Given agencies’ obvious incentive to skew social cost of carbon analysis to justify costly regulations, the IWG should have gone the extra mile to appear fair and balanced. Instead, the IWG flouted OMB Circular A-4. The Circular requires the use of both 3 percent and 7 percent discount rates. It also allows agencies to “consider a further sensitivity analysis” using a rate lower than 3 percent. But while the IWG availed itself of that option, and included values based on a 2.5 percent rate, it repeatedly refused to use a 7 percent rate. Dayaratna’s tables below reveal what the IWG was apparently trying to hide.
Greenstone knocks down a strawman when he claims critics believe the IWG should “only reflect damages that are projected to occur in the United States” despite climate change being a global issue of great concern to many countries. The real criticism, as noted above, is that the IWG published the optional global values but not the required—and much lower—domestic values.
Patrick Michaels of the Cato Institute criticized the scientific underpinnings of the IWG’s estimates. First, the IWG’s climate sensitivity assumptions are outdated and do not reflect more recent, empirically-based estimates, which are about 40 percent lower. Lower climate sensitivity not only means less warming and smaller climate impacts, but also less risk of catastrophic outcomes such as ice sheet collapse.

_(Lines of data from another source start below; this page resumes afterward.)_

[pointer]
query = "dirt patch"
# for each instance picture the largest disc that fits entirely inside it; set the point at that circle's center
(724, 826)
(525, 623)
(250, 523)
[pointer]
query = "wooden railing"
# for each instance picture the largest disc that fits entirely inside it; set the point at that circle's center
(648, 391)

The chart below shows the range and best estimate of IWG’s sensitivity analysis, based on Row and Baker (2007), with the range and average of recent literature.
Michaels further noted that satellite and balloon-sensed bulk atmospheric temperatures over the past 38 years have warmed about half as much as projected by climate models. Those same errant models provide the sensitivity estimates relied on by Row and Baker and the IWG.
Although 2016 was the warmest year in the instrument record, much of that warming was due to a very strong El Niño, which has subsided. There has been little net warming since the previous big El Niño in 1998. The warming slowdown (“pause”) during the past 20 years is observable in both the University of Alabama Huntsville satellite record and the Hadley Center Climate Research Unit surface record. The data suggest the divergence between the modeled climate and the real climate will start to grow once again.
Michaels also discussed the IWG’s reliance on models that are structurally biased because they lack a significant carbon dioxide fertilization benefit. Based on crop yield data from carbon dioxide enrichment experiments and Food and Agriculture Organization economic data on 45 major food crops, Craig Idso estimates that carbon dioxide fertilization added $3.2 trillion to the value of global agricultural output since 1961. The FUND model also includes a significant, albeit much smaller, carbon dioxide benefit. However, the DICE and PAGE models have virtually no fertilization benefit. “Had the more comprehensive CO2 fertilization benefit identified by Idso (2013) been incorporated in all the IAMs, the three-model average SCC used by the IWG would have been greatly lowered, and likely even become negative in some IAM/discount rate combinations,” Michaels argued.